Conditional generative models became a very powerful tool to sample from Bayesian inverse problem posteriors. It is well-known in classical Bayesian literature that posterior measures are quite robust with respect to perturbations of both the prior measure and the negative log-likelihood, which includes perturbations of the observations. However, to the best of our knowledge, the robustness of conditional generative models with respect to perturbations of the observations has not been investigated yet. In this paper, we prove for the first time that appropriately learned conditional generative models provide robust results for single observations.

Neural Wasserstein Gradient Flows for Maximum Mean Discrepancies with Riesz Kernels

Wasserstein gradient flows of maximum mean discrepancy (MMD) functionals with non-smooth Riesz kernels show a rich structure as singular measures can become absolutely continuous ones and conversely. In this paper we contribute to the understanding of such flows. We propose to approximate the backward scheme of Jordan, Kinderlehrer and Otto for computing such Wasserstein gradient flows as well as a forward scheme for so-called Wasserstein steepest descent flows by neural networks (NNs). Since we cannot restrict ourselves to absolutely continuous measures, we have to deal with transport plans and velocity plans instead of usual transport maps and velocity fields. Indeed, we approximate the disintegration of both plans by generative NNs which are learned with respect to appropriate loss functions. In order to evaluate the quality of both neural schemes, we benchmark them on the interaction energy. Here we provide analytic formulas for Wasserstein schemes starting at a Dirac measure and show their convergence as the time step size tends to zero. Finally, we illustrate our neural MMD flows by numerical examples.

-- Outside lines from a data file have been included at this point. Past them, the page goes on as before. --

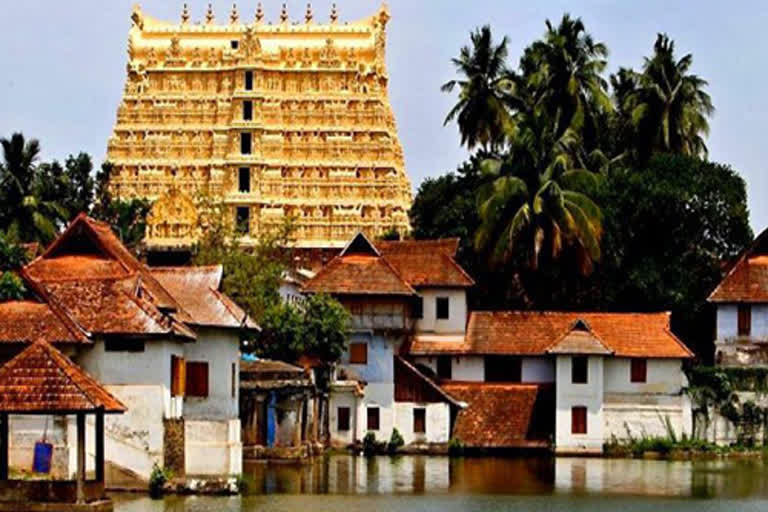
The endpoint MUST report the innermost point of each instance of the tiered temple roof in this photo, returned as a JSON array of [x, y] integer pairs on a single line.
[[284, 119]]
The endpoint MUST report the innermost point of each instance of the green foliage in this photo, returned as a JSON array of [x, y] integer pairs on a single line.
[[317, 327], [11, 286], [396, 441]]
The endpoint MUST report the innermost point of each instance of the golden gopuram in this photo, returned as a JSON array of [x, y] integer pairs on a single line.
[[274, 119]]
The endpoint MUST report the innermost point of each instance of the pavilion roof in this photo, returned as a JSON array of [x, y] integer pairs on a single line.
[[42, 380]]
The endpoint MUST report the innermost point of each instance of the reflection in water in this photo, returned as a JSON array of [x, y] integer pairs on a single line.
[[369, 484]]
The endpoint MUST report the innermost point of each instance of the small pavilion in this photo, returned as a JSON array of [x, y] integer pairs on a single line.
[[42, 381]]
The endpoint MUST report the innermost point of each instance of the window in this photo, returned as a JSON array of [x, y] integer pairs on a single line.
[[503, 369], [638, 370], [244, 179], [178, 376], [245, 143], [578, 420], [248, 80], [342, 419], [419, 420], [123, 345], [242, 220], [444, 367], [442, 308], [234, 380], [745, 319], [247, 110], [373, 418], [358, 353], [197, 379], [579, 369], [418, 308]]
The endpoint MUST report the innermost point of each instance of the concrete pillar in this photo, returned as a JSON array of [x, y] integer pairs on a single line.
[[99, 430], [81, 457], [4, 446]]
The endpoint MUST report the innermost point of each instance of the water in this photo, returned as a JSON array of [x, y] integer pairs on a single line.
[[442, 484]]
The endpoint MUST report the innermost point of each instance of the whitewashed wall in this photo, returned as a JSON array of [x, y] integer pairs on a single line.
[[220, 348], [457, 310], [438, 418], [589, 395]]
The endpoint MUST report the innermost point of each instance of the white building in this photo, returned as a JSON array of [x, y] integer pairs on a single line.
[[507, 379], [165, 341]]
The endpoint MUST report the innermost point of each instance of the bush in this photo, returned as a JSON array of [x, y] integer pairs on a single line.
[[396, 441]]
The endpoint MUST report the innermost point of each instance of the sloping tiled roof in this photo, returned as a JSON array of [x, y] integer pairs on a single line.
[[501, 415], [26, 321], [196, 289], [43, 380], [426, 262], [536, 332], [358, 274]]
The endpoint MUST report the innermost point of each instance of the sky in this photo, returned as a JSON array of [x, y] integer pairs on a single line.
[[62, 66]]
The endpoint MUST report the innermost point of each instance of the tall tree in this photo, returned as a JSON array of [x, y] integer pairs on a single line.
[[480, 111], [26, 216], [669, 108]]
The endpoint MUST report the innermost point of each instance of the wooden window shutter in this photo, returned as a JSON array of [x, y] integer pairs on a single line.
[[578, 420], [178, 376], [745, 320], [639, 370], [197, 379]]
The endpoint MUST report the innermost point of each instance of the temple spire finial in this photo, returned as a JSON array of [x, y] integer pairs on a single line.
[[334, 14]]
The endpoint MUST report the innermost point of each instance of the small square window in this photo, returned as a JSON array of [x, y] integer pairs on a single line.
[[247, 110], [373, 418], [579, 369], [248, 80], [358, 353], [639, 370], [442, 308], [245, 143], [243, 220], [419, 420], [578, 420], [342, 419], [244, 179]]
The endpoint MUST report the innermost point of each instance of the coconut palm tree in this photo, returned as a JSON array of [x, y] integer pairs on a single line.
[[669, 108], [480, 111], [26, 216]]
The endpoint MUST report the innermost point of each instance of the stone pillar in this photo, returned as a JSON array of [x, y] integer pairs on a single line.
[[80, 457], [4, 446], [99, 429]]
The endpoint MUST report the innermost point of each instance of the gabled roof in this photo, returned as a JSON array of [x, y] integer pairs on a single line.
[[536, 333], [43, 380], [390, 268], [25, 321], [196, 289], [747, 281]]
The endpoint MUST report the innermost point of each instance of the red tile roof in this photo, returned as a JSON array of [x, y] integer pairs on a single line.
[[43, 380], [535, 333], [501, 415], [26, 321], [390, 268], [426, 262], [196, 289]]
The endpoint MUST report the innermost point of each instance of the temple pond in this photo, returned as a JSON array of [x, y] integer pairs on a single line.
[[442, 484]]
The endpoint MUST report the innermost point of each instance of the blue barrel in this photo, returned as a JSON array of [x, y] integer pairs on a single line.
[[43, 456]]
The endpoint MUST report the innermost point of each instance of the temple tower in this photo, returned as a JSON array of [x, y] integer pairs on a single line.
[[276, 119]]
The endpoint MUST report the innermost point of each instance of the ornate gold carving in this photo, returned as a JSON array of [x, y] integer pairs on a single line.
[[324, 145]]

PatchNR: Learning from Small Data by Patch Normalizing Flow Regularization

Learning neural networks using only a small amount of data is an important ongoing research topic with tremendous potential for applications. In this paper, we introduce a regularizer for the variational modeling of inverse problems in imaging based on normalizing flows. Our regularizer, called patchNR, involves a normalizing flow learned on patches of very few images. The subsequent reconstruction method is completely unsupervised and the same regularizer can be used for different forward operators acting on the same class of images. By investigating the distribution of patches versus those of the whole image class, we prove that our variational model is indeed a MAP approach. Our model can be generalized to conditional patchNRs, if additional supervised information is available. Numerical examples for low-dose CT, limited-angle CT and superresolution of material images demonstrate that our method provides high quality results among unsupervised methods, but requires only few data.

WPPNets: Unsupervised CNN Training with Wasserstein Patch Priors for Image Superresolution

We introduce WPPNets, which are CNNs trained by a new unsupervised loss function for image superresolution of materials microstructures. Instead of requiring access to a large database of registered high- and low-resolution images, we only assume to know a large database of low resolution images, the forward operator and one high-resolution reference image. Then, we propose a loss function based on the Wasserstein patch prior which measures the Wasserstein-2 distance between the patch distributions of the predictions and the reference image. We demonstrate by numerical examples that WPPNets outperform other methods with similar assumptions. In particular, we show that WPPNets are much more stable under inaccurate knowledge or perturbations of the forward operator. This enables us to use them in real-world applications, where neither a large database of registered data nor the exact forward operator are given.